Thankfully dozens of trusted resources are available to educate and equip parents and teachers on helping children negatively impacted by trauma. https://www.cdc.gov/coronavirus/2019-ncov/daily-life-coping/talking-with-children.html?CDC_AA_refVal=https%3A%2F%2Fwww.cdc.gov%2Fcoronavirus%2F2019-ncov%2Fcommunity%2Fschools-childcare%2Ftalking-with-children.html
Physical:
Chills, thirst, fatigue, nausea, fainting, vomiting, dizziness, weakness, chest pain, headaches, elevated blood pressure, rapid heart rate, muscle tremors, difficulty breathing, shock symptoms, etc.
Emotional:
Fear, guilt, grief, panic, denial, anxiety, irritability, depression, apprehension, emotional shock, feeling overwhelmed, loss of emotional control, etc.
Cognitive:
Confusion, nightmares, uncertainty, hyper-vigilance, suspiciousness, intrusive images, poor problem solving, poor abstract thinking, poor attention/memory and concentration, disorientation of time, places or people, difficulty identifying objects or students, heightened or lowered alertness, etc.
Behavioral:
Withdrawal, antisocial acts, inability to rest, intensified pacing, erratic movements, changes in social activity, changes in speech patterns, loss of or increase of appetite, experimentation with sexuality, substances, pornography or online gambling for older children.
When in doubt about your children’s medical or mental health needs contact a trusted family member, a physician or certified mental health professional. Remember there are caring people who can help you and your children. You do not have to go through a crisis alone, but you do need to reach out for help. COVID-19 lockdown has not limited access to therapists, counselors, social workers, psychologists or clergy. Children and parents must actively deal with negative emotions now to move past the stress of coronavirus lockdown and find strength to cope with the challenges ahead. Good news – there are many groups available to help you figure it out.

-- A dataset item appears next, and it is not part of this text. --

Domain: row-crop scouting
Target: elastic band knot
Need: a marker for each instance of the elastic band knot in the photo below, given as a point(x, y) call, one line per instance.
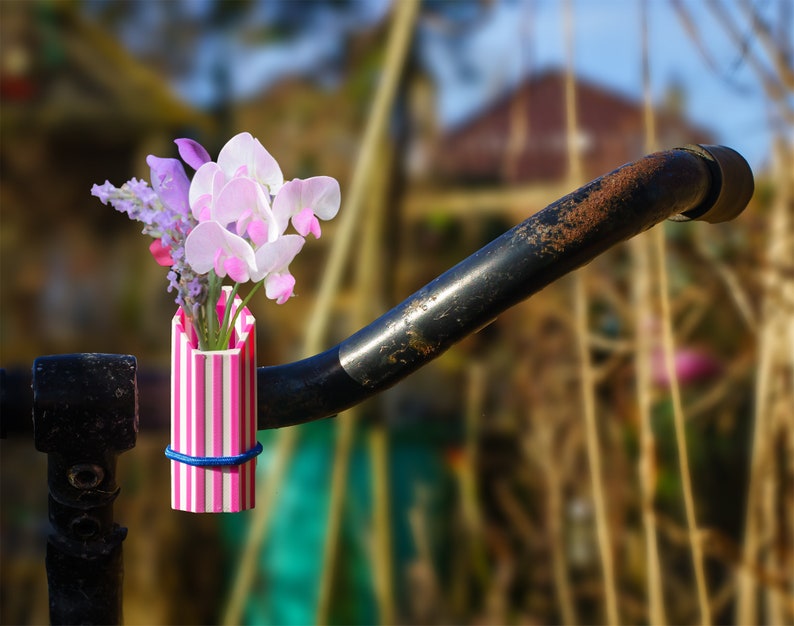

Growing up can be scary, but generations of children grew through global challenges in the past like the great depression and became disciplined and resilient. This generation of children could become mentally and spiritually stronger because of COVID-19. Courageous parenting will create courageous children. That could become the greatest gift to our culture. Disciplined students who have learned how to manage themselves with responsibility and gained skills on how to help others. That might be the brave new world we need, and it will be filled with confident young adults who learned how to cope by watching their parents lean into the coronavirus challenge.